Google has rolled out Gemini 3, its newest artificial intelligence model, in a move that signals how aggressively the company is pushing to keep pace with OpenAI’s rapid advances in generative AI.

Sundar Pichai, CEO of Alphabet, said the upgraded model delivers stronger answers to complex queries and reduces the amount of prompting users need before getting accurate results. The rollout begins with select subscribers and will expand widely in the coming weeks. Gemini 3 is being baked directly into the Gemini app, Google’s AI search features such as AI Mode and AI Overviews, and a range of enterprise-facing tools.

This launch arrives only eight months after Gemini 2.5 and less than a year after Gemini 2.0—an unusually fast development cycle that underlines how quickly the major AI companies are iterating in response to one another.

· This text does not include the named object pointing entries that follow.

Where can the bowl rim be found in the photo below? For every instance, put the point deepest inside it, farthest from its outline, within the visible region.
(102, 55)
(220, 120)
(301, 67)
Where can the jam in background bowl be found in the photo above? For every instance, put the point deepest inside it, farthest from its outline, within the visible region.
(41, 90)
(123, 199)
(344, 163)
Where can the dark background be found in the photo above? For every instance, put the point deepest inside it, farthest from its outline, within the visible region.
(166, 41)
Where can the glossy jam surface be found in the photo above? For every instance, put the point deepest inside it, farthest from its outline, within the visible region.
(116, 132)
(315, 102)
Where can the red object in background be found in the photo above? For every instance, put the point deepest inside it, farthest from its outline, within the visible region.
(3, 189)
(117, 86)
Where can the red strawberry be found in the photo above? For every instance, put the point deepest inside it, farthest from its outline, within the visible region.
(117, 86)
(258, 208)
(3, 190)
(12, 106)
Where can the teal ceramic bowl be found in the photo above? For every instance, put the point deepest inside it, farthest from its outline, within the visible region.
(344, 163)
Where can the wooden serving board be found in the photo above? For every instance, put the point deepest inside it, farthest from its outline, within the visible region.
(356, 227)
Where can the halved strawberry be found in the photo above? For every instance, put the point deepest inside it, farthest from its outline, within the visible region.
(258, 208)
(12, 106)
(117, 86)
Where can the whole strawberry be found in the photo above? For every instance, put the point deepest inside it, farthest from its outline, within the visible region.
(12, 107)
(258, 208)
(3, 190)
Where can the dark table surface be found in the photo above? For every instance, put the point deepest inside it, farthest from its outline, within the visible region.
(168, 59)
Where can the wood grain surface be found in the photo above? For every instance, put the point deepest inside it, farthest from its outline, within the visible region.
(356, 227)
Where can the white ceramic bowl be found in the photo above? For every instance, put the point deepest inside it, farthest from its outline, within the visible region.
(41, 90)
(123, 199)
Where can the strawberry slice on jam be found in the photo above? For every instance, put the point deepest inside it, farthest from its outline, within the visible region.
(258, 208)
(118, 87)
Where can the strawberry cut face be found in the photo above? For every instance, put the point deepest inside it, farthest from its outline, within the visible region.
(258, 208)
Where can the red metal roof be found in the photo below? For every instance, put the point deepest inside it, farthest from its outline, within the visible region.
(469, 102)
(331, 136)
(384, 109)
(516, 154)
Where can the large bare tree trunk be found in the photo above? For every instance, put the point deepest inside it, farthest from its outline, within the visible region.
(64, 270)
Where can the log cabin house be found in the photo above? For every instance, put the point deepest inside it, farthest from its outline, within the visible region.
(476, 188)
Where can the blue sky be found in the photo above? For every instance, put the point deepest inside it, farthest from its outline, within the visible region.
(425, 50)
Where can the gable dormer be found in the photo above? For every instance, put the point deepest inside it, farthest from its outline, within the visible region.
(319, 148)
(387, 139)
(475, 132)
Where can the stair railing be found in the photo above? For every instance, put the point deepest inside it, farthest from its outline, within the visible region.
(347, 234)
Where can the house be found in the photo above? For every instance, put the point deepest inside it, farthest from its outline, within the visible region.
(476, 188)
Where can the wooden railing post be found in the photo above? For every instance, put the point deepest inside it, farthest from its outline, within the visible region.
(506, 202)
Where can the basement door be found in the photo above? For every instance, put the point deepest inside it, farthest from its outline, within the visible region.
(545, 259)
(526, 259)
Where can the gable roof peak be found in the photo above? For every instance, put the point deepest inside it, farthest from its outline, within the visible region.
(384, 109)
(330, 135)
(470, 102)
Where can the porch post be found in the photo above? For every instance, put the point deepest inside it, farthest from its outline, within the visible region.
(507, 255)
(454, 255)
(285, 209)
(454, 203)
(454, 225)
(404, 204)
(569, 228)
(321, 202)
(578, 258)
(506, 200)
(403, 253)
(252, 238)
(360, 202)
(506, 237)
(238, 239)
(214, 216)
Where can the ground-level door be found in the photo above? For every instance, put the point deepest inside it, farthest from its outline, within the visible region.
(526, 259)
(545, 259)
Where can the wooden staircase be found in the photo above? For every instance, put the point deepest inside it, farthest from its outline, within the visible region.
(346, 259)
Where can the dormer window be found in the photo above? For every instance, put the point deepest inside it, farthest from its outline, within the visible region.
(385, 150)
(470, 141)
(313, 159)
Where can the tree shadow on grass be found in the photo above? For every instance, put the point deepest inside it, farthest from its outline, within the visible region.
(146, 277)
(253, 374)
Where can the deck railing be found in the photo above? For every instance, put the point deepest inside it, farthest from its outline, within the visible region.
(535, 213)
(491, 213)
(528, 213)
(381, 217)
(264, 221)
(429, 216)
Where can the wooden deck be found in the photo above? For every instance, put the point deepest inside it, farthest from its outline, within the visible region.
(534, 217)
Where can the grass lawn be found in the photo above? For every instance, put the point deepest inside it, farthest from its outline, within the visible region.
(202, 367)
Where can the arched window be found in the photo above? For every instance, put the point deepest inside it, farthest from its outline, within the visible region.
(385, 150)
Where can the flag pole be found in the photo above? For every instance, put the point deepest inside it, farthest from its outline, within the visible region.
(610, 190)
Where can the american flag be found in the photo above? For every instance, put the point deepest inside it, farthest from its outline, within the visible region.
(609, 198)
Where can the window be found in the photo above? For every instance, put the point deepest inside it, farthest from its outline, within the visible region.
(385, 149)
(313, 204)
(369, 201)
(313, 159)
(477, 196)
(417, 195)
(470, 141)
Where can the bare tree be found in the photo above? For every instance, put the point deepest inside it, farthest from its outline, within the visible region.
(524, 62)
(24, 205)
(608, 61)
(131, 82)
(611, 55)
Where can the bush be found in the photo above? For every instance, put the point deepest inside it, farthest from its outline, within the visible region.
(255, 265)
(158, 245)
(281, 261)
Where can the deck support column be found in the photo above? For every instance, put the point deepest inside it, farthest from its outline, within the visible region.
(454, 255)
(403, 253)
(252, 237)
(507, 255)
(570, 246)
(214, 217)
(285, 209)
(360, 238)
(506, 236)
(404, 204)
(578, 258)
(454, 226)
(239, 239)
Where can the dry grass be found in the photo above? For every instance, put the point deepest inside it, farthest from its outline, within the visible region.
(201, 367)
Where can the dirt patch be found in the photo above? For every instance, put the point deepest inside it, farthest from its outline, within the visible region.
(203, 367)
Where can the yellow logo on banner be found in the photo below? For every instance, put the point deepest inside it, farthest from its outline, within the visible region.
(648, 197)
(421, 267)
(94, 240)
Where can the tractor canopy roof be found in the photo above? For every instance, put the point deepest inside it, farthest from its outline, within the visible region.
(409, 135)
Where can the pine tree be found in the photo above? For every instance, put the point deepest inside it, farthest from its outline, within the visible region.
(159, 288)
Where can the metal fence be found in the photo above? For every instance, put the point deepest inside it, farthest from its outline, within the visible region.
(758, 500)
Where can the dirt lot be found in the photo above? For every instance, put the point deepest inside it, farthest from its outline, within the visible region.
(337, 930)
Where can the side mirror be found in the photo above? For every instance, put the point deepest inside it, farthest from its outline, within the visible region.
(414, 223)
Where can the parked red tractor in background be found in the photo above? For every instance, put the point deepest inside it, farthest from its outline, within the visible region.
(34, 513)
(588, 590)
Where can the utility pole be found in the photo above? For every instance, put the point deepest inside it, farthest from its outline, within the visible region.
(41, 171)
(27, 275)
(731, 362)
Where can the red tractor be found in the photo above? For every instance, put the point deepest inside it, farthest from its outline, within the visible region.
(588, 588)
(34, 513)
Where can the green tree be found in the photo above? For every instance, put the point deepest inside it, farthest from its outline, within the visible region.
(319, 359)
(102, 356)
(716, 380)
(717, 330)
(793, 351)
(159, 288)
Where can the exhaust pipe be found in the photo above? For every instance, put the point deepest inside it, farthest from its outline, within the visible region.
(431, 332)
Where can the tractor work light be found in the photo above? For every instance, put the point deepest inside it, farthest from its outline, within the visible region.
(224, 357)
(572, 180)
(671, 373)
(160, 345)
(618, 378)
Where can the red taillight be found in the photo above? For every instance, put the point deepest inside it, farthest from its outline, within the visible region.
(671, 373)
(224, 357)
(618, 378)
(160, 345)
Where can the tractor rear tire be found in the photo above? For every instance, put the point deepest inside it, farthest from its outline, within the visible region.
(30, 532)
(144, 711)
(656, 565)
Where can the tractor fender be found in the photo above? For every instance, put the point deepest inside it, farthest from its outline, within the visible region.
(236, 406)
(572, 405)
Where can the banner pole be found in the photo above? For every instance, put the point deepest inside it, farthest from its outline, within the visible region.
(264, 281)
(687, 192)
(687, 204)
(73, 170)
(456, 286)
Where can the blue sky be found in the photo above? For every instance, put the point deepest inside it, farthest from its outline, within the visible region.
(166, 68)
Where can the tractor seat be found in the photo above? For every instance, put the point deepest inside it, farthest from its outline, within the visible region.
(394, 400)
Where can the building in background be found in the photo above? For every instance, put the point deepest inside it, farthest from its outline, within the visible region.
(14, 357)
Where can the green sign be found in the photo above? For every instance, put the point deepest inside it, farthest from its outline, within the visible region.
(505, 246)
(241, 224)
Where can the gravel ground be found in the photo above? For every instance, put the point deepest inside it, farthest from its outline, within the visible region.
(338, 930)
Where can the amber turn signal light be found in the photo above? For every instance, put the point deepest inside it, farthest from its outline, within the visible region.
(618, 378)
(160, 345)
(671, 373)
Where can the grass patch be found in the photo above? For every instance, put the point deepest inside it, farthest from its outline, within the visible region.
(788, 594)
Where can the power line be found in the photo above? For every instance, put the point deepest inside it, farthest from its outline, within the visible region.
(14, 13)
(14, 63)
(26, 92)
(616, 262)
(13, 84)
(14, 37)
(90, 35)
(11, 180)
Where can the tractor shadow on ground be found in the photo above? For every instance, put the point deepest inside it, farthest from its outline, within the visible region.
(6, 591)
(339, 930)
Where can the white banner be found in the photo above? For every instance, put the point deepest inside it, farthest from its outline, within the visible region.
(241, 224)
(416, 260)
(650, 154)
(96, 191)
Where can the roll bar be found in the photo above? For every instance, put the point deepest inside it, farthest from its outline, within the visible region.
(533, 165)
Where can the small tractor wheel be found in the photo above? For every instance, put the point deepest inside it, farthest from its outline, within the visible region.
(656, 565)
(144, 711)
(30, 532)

OpenAI introduced GPT-5 in August and updated the model again last week, adding a version the company said feels “warmer” and “more intelligent,” as well as another designed to work faster on simple tasks and stay focused on complex ones.

Pichai wrote that AI has evolved in two years from reading text and images to now understanding complex intent, tone, and context.

“Starting today, we’re shipping Gemini at the scale of Google,” he said, adding that the new model has been engineered to understand nuance at a deeper level and anticipate the meaning behind users’ requests.

Google said its ecosystem continues to expand at a rapid clip. The Gemini app now records 650 million monthly active users, while AI Overviews sees 2 billion monthly users. OpenAI reported in August that ChatGPT has 700 million weekly users, keeping the two companies neck-and-neck in overall reach.

Demis Hassabis, CEO of Google DeepMind, said Gemini 3 will aim for more direct and substantial answers. He added that the system is designed to avoid empty or flattering responses, instead prioritizing insight and clarity—an answer to long-running complaints that many chatbots tend to be overly agreeable.

The tech giants building these systems have been pouring unprecedented sums into the hardware and data-center capacity required to sustain them. Alphabet, Meta, Microsoft, and Amazon each raised their capital expenditure forecasts during their latest earnings calls and together expect to spend more than $380 billion this year.

Google is pairing the new model with an expanded developer ecosystem. It introduced “Google Antigravity,” a platform that lets developers code at a higher task-driven level. The company described Gemini 3 as its strongest model yet for vibe coding, a term referring to tools that let developers generate software through conversational prompts.

The company also showcased “generative interfaces,” a new experience where the model can produce answers that resemble a digital magazine, mixing images, stylized text, and structured layouts. In one demonstration, the model was asked to explain the Van Gogh Gallery with added life context, and the response produced a visually rich, mixed-media overview of each piece.

Paid subscribers will be the first to try these enhanced capabilities within AI Mode. Gemini 3 can analyze a user’s question and build tailored outputs such as interactive tables, grids, or custom tools. Google said the model can assemble a loan calculator on the fly or build simulations that help explain complicated physics problems.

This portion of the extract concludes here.